# Suche flache Tastatur (notebookähnlich)



## yonaz (19. März 2017)

*Suche flache Tastatur (notebookähnlich)*

Hi,

da meine Logitech G15 in die Jahre gekommen und abgenutzt ist, bin ich auf der Suche nach einer neuen Tastatur. Dabei hätte ich gerne etwas "schlankeres", was keine speziellen Gamingfunktionen braucht.
Dabei sehe ich die Tastatur meines HP Specree x360 Notebooks als Referenz (falls die jrmand kennt - ist wahrscheinlich ähnlich wie von MacBooks oder anderen Ultrabooks).
Tastenhöhe, Druckpunkt und Geräusch gefalleb mir genau so wie die matte Oberfläche.

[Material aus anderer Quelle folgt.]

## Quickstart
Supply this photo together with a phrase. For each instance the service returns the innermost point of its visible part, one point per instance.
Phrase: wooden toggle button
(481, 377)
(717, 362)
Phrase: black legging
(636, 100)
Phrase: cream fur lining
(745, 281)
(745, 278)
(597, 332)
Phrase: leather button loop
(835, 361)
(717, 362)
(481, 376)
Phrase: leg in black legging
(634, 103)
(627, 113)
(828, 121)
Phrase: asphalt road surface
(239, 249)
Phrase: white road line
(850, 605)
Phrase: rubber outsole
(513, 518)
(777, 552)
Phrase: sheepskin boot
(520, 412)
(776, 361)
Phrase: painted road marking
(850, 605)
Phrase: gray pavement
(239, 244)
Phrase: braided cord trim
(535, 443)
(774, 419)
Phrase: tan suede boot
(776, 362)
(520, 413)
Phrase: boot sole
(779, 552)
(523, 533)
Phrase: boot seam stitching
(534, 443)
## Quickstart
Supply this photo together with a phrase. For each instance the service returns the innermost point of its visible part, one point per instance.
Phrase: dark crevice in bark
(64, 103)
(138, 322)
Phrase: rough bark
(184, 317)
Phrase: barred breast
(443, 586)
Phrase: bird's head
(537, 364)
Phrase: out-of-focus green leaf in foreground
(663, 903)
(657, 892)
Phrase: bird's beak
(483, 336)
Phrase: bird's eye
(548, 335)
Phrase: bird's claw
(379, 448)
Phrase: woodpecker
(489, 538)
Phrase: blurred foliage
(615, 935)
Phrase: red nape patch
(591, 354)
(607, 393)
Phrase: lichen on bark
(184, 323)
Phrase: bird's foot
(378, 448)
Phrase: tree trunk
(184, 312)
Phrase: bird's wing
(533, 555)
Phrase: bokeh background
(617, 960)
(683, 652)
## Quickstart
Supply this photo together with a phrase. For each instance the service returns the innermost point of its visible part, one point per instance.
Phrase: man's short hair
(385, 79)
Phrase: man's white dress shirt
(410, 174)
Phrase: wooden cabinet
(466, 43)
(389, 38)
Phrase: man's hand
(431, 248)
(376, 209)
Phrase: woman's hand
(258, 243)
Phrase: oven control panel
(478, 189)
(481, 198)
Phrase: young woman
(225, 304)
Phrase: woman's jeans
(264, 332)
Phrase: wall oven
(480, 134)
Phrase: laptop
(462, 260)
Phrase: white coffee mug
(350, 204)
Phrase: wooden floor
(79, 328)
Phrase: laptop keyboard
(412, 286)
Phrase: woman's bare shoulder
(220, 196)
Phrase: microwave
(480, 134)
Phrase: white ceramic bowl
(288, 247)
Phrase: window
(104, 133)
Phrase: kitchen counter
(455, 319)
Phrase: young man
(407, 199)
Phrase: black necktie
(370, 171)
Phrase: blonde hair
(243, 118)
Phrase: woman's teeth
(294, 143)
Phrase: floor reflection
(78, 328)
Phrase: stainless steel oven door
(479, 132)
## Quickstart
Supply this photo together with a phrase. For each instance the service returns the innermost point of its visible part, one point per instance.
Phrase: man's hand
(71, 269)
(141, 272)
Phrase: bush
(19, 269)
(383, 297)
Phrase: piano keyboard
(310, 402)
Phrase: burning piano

Wünschenswert wäre eine RGB Beleuchtung der Tasten. Gut wäre es außerdem, wenn die Tastatur nur die nötigsten Tasten + Ziffernblock sowie eine Handballenauflage hätte.

Ich habe mir die Razer Deathstaller bestellt, da diese ziemlich genau meinen Vorstellungen entspricht. Allerdings gefällt mir die Haptik, der Druckpunkt und das Tastengeräusch in der Realität leider kaum - es wirkt alles sehr billig.

Eine Alternative ist da wohl die Cherry Strait, allerdings ohne Hintergrundbeleuchtung. 

Kennt hier vielleicht noch jemand weitere Tastaturen, die zu meinen Wünschen passen?


----------



## JackA (20. März 2017)

*AW: Suche flache Tastatur (notebookähnlich)*

So viele Tastaturen mit deinen gewünschten Eigenschaften gibt es nicht.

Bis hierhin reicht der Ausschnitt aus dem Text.